Show that if φ ⊨ ψ but φ and ψ have no sentence letters in common, then either φ is unsatisfiable or ψ is tautologous.

Use the lemma: if $\cal{A}$(Ρ) = $\cal{B}$(P), for every sentence letter P in φ, then |φ|_$\cal{A}$ = |φ|_$\cal{B}$.

I see that we can reformulate the question as follows: If φ ⊨ ψ but φ and ψ have no sentence letters in common, then either |φ|_$\cal{A}$ = F or |ψ|_$\cal{A}$ = T in all $\cal{L}$₁-structures.

I figure the proof will look something like this:

Let's say it's not the case that either |φ|_$\cal{A}$ = F or |ψ|_$\cal{A}$ = T in all $\cal{L}$₁-structures.

That leaves two possibilities:

(1) |φ|_$\cal{A}$ = T, |ψ|_$\cal{A}$ = T. Can this happen if φ and ψ have no sentence letters in common?

(2) |φ|_$\cal{A}$ = F, |ψ|_$\cal{A}$ = F. Again, I don't know what the implications of φ and ψ having no sentence letters in common does here.

I am new to proofs, and perhaps I am going completely the wrong direction here. Any help would be greatly appreciated.

Answer 1

We prove that $\phi$ not unsatisfiable implies that $\psi$ is a tautology, provided that $\phi\models\psi$ and they have disjoint sentence letters.
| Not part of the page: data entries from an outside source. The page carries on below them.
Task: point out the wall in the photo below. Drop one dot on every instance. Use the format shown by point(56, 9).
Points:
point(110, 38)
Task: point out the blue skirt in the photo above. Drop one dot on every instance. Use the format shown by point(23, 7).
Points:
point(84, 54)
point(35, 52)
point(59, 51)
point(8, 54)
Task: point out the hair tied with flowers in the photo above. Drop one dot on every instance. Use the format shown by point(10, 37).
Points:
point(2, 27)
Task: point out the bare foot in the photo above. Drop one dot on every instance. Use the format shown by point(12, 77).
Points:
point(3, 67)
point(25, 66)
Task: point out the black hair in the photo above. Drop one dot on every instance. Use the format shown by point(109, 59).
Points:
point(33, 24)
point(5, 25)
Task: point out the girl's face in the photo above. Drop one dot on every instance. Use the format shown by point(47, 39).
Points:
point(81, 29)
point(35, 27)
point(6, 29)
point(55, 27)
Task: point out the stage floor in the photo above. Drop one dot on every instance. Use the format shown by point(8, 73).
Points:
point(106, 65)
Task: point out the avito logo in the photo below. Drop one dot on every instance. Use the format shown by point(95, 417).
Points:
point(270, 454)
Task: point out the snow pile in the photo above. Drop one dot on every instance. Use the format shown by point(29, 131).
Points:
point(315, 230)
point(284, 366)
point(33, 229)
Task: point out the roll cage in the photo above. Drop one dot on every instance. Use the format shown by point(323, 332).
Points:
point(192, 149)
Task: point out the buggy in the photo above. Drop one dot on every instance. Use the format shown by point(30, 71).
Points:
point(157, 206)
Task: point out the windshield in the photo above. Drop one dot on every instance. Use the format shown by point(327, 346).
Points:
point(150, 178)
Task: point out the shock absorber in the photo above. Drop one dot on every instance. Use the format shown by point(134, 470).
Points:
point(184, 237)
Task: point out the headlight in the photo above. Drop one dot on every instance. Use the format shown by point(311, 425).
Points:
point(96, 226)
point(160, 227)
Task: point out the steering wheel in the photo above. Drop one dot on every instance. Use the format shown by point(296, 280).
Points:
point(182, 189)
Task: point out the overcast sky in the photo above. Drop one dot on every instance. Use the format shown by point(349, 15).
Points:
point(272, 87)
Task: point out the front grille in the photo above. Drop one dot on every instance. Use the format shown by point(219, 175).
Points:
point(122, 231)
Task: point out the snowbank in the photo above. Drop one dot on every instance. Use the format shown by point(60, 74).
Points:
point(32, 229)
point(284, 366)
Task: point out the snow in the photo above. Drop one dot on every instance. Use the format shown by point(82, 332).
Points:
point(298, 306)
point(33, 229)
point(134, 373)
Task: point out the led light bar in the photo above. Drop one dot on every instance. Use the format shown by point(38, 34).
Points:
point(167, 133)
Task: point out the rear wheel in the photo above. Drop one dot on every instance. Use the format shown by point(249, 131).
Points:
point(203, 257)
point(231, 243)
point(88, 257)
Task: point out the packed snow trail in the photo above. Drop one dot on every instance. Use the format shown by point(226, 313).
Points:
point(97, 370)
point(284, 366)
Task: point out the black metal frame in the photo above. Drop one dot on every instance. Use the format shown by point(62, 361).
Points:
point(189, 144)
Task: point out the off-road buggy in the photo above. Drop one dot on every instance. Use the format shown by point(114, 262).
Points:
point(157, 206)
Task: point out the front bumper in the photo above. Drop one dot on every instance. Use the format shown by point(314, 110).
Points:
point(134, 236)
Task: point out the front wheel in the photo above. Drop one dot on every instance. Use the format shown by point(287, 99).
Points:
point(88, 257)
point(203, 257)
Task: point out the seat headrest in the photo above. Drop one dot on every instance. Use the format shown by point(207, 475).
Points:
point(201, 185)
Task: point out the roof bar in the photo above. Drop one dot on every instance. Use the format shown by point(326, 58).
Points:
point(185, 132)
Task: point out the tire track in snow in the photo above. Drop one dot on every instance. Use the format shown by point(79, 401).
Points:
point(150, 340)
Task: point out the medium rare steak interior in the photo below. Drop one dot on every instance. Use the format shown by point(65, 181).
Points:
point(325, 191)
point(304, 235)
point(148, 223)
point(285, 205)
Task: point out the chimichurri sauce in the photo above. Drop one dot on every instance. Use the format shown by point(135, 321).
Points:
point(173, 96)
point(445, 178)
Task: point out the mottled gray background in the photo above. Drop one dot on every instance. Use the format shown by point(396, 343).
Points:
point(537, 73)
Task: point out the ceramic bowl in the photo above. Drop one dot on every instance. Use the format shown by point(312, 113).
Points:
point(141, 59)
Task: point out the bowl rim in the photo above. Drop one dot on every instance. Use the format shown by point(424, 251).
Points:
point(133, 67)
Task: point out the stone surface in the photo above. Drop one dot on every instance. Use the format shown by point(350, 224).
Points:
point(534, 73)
Assume $\phi$ contains sentence letters $x_1,\dots, x_n$, and $\psi$ contains sentence letters $y_1,\dots,y_m$.
Assume further that $\phi$ is satisfied in a model $A$, i.e. $|\phi|_A=\top$.
Let $x_i$ evaluate to $a_i\in\{\bot,\top\}$ in $A$.
By the given hint, the evaluation of $\phi$ remains the same if we change the model at any other sentence letters (different from all $x_i$'s).

Now take an arbitrary model $B$, and change each value of $x_i$ to $a_i$, yielding a model $B'$.
Note that we didn't touch $y_j$'s, that is, $|y_j|_{B'}=|y_j|_B$ because they differ from the $x_i$'s.
Consequently, $|\psi|_{B'}=|\psi|_B$.

Finally, in the model $B'$, we have $|\phi|_{B'}=|\phi|_A=\top$, hence $\phi\models\psi$ implies $|\psi|_{B'} =\top$.
We got $|\psi|_B=|\psi|_{B'}=\top$ for any model $B$, so $\psi$ is a tautology.

Answer 2

It might be easier (and it's definitely more symmetrical) to proceed by contradiction. Suppose $\phi$ isn't a contradiction and $\psi$ isn't a tautology. So we have an assignment $A$ (assigning truth values to the sentence letters) that makes $\phi$ true, and we have an assignment $B$ that makes $\psi$ false. Now define a third assignment $C$ giving all the sentence letters in $\phi$ the same truth values that $A$ gave them, and giving all the sentence letters in $\psi$ the same truth values that $B$ gave them. Such a $C$ exists, because of the assumption that $\phi$ and $\psi$ have no sentence letters in common --- so my definition of $C$ is not trying to give the same sentence letter two possibly different values. Thanks to the lemma you quoted, $C$ gives $\phi$ the same truth value that $A$ gave $\phi$, namely true, and similarly $C$ gives $\psi$ the same truth value that $B$ gave it, namely false. But these facts about $C$ --- making $\phi$ true and $\psi$ false --- contradict the assumption that $\phi\models\psi$.